Of course not. As always, they somehow managed to bring about the demise of an otherwise successful anarchist movement.
"Otherwise successful" is I suppose the code for "one lacking popular support". I'd also point to the anarchists lack of concrete action in this case, as they decided that channeling "revolutionary action" was wrong. It also interesting to note where these anarchists have ended up, why there's Danny "le rouge" Cohn Bendit, in the Green Party.
Anyway the PCF did not merit the name "communist" at this point, it had some good theorists, some good militants but as a whole it had taken the path of revisionism.
Only the Commies who broke with the Stalinist PCF (partie communiste) , had taken part in their. That's true.
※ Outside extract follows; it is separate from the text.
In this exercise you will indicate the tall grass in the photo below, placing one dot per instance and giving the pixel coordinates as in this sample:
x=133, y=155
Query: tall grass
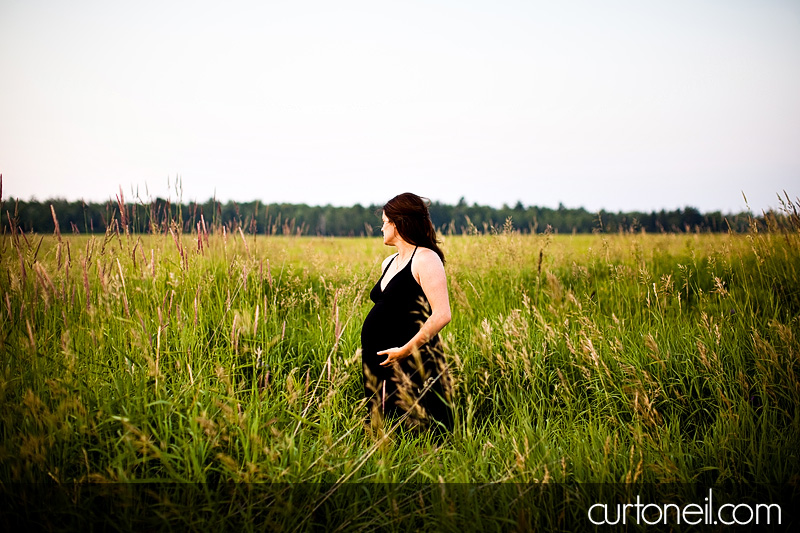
x=219, y=357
OK so we agree that communists were part of the movement, in a productive way too.
But most Commies just stand by and later joined.
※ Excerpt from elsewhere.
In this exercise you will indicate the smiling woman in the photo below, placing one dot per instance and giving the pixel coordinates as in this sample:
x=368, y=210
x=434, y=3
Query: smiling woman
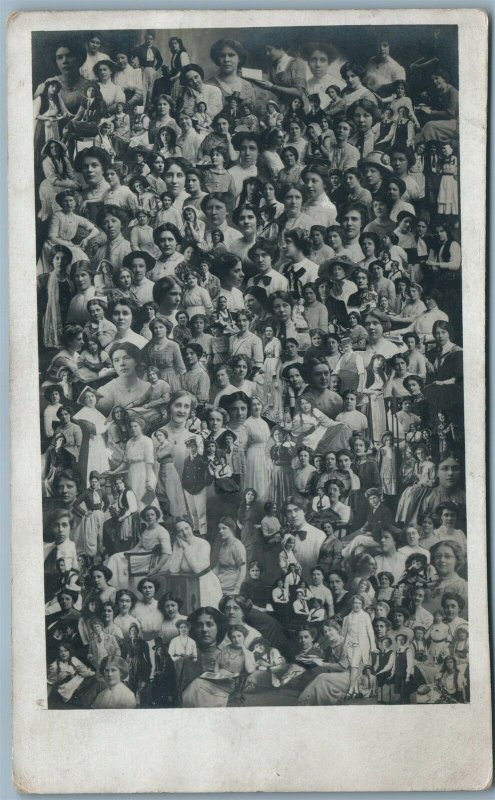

This was, I think, because the PCF had a monopoly of far left thought and action, thus many people who would have wished to join the insurrection were following the "party line".
In L`humanité they wrote in the beginning to stop building barricades, to stop fighting and to return home.
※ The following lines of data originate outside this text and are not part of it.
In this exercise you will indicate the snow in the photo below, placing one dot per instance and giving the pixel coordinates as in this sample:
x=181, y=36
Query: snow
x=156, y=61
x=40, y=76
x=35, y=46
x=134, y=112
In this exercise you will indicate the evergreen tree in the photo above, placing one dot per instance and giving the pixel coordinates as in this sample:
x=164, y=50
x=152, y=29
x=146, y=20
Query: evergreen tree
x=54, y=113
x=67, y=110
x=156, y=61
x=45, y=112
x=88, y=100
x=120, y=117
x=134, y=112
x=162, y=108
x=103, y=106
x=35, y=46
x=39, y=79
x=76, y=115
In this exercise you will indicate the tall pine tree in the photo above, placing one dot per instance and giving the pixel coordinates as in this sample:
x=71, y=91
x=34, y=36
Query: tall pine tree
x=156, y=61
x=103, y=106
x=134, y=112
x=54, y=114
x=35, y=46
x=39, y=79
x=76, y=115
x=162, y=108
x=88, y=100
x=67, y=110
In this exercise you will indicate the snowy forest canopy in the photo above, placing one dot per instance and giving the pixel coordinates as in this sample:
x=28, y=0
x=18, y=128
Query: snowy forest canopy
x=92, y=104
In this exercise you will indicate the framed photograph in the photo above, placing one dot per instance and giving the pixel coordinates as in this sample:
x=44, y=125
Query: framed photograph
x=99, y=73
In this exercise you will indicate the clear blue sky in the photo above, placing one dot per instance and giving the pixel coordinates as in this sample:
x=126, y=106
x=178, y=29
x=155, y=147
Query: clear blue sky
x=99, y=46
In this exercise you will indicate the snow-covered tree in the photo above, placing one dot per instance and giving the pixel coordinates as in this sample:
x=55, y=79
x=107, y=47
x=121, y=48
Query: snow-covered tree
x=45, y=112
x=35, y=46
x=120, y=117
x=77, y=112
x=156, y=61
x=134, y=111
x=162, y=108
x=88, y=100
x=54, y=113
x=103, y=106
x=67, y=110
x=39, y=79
Yep. Because as I said the degenerate PCF (as an institution) was an organic part of bourgeois hegemony by this point.
So did Sartre broke with the Stalinist. Before he was not really keen on them.
The PCF was hardly "Stalinist" at this time. They were pro-Khruschev and those that followed.
All great philosophers and Marxists in France (Poulantzas, Aglietta, Foucault, Lévy-Strauss, Lacan, Derrida, Braudel and lots of others) broke with these Stalinists not only due to the willingness of PCF to stand by de Gaulle, but too to their claim of 'avantgarde'.
Althusser and Balibar remained in, if I remember correctly. But yes a lot of Marxists became "Maoists" just before this period or during it, with good reason. I do not support the PCF's stance very much during the post WW2 period. Like I said the FLN and '68 were the icing on the cake.